Uma pesquisa feita pelo Ibope, a pedido de “O Estado de São Paulo”, traçou o diagnóstico: é baixa a confiabilidade do cidadão comum nos partidos políticos. Há 24 anos, no bojo da redemocratização, somente 38% de entrevistados declaravam não ter preferência por siglas, enquanto 61% apontavam ostensivamente o time predileto. Agora, 56% garantem não morrer de amores por qualquer agremiação. A conclusão salta óbvia, na exegese do “Estadão”: há uma situação de apartidarismo, que seria sinônimo de crise ou de enfraquecimento da democracia. Petistas, peemedebistas, tucanos, democratas, pedetistas, que antes monopolizavam simpatias, caíram em desgraça. No último ano do governo Lula, o PT detinha 33% das preferências. Está encalhado em 24%.

Houve o mensalão, é claro, com toda a exploração midiática que se fez em torno do julgamento de figurões da república petista arrolados em processos que tratavam do usufruto de recursos não contabilizados, para usarmos uma expressão a que recorreu Delúbio Soares nos primórdios da descoberta da “mutreta”. Por pouco o ex-presidente Lula não derrapou na malha fina. Bem que o procurador Gurgel tentou levá-lo às cordas, mas faltavam, ao que tudo indica, elementos comprobatórios. Afinal, Lula sempre protestou inocência diante do que se passava nas suas barbas. Não sabia de nada e confessou-se apunhalado pelas costas por companheiros de militância, os Brutus do império petista.

Abstraindo o caso do mensalão, que ainda está recente, é preciso considerar a relatividade da pesquisa do Ibope-Estadão. E por um motivo curial, ou elementar: o eleitor brasileiro não é apegado a partidos ou ideologias. Vota em pessoas, em nomes carimbados ou novidadeiros. Lula jactava-se de ter contribuído para eleger dois postes: Dilma Rousseff em 2010, Fernando Haddad para prefeito de São Paulo no ano passado. Não era uma piada de mau gosto. Era uma referência ao fato de que Dilma e Haddad não tinham militância partidária mais efetiva. Dilma chegou a ter militância política, abrigada, porém, em siglas de esquerda que pregavam a luta armada contra o regime militar e que, por óbvio, estavam confinadas à clandestinidade. Na legalidade, antes de obter o passaporte para entrar no PT, passeou pelo PDT de Leonel Brizola, o que fez surgir entre xiitas a suspeita de que ela não era uma petista quimicamente pura. Haddad nem militância teve, do ponto de vista de visibilidade, até se eleger prefeito da maior cidade da América Latina.
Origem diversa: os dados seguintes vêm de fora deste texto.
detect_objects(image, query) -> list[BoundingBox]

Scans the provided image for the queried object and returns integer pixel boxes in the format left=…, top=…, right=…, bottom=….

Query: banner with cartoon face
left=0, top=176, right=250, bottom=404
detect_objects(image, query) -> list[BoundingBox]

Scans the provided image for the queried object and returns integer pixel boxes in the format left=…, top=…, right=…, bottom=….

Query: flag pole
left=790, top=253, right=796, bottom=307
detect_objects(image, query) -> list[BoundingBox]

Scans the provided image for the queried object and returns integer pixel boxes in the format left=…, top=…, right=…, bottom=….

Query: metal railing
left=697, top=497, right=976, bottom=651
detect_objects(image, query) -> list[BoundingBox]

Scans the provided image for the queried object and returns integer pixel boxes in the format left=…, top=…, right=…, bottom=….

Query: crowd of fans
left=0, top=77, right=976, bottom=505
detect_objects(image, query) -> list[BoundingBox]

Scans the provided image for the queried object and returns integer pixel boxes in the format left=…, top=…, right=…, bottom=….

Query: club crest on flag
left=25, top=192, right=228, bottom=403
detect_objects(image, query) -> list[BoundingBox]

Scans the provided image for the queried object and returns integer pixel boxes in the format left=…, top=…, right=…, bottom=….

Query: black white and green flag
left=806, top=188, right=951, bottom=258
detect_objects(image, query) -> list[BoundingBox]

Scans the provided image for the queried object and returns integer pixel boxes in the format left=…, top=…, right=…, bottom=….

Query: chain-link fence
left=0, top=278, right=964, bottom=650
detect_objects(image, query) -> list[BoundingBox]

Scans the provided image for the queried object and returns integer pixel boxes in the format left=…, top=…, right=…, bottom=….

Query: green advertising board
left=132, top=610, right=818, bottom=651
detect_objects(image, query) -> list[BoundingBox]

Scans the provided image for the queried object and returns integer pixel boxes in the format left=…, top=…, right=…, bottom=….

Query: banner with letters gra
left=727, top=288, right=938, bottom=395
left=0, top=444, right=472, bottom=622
Os saudosistas, com certeza, vão brandir que antes de 64 havia a polarização entre a UDN e o PSD. É uma verdade parcial. Porque também havia o PTB. Mesmo nesse interregno de devoção partidária, e ela existiu, não adianta negar, a fulanização pairava acima das siglas (vide o caso de Carlos Lacerda, um dos regentes da banda de música da UDN, a conhecida vivandeira dos quartéis, pressurosa por um golpe de emergência). O PSD tinha um caleidoscópio de nomes nacionais. A fulanização girava mais a nível de Estados. Como na Paraíba, com Ruy Carneiro contra João Agripino. De resto, programas partidários nunca surtiram eficiência no Brasil. O PDS, sucedâneo da Arena, em tempos de abertura, incorporou à sua doutrina o princípio da co-gestão, que significava a divisão de lucros entre empresários e trabalhadores. Foi um artifício enxertado para uso cosmético. Para inglês ver, como se dizia, antigamente. Na prática, nunca foi levado adiante, nem poderia. Houve uma congestão doutrinária, digamos assim.

O eleitor, via de regra, não repara em doutrinas. Repara no candidato e nas promessas, que não precisam ser tão sofisticadas ou acadêmicas para conquistar-lhe o voto. Collor foi candidato pelo PRN, que nem ele nem o eleitor sabiam, direito, o que traduzia. Ganhou com sua pose de Indiana Jones e de caçador de marajás. Sua promessa? Gastar apenas uma bala para derrotar a inflação. O dragão inflacionário não foi abatido e Collor não esquentou cadeira no Planalto, vítima de um impeachment onde o “leit motiv” era a corrupção. Não é preciso ir longe em qualquer comparação, pelo visto.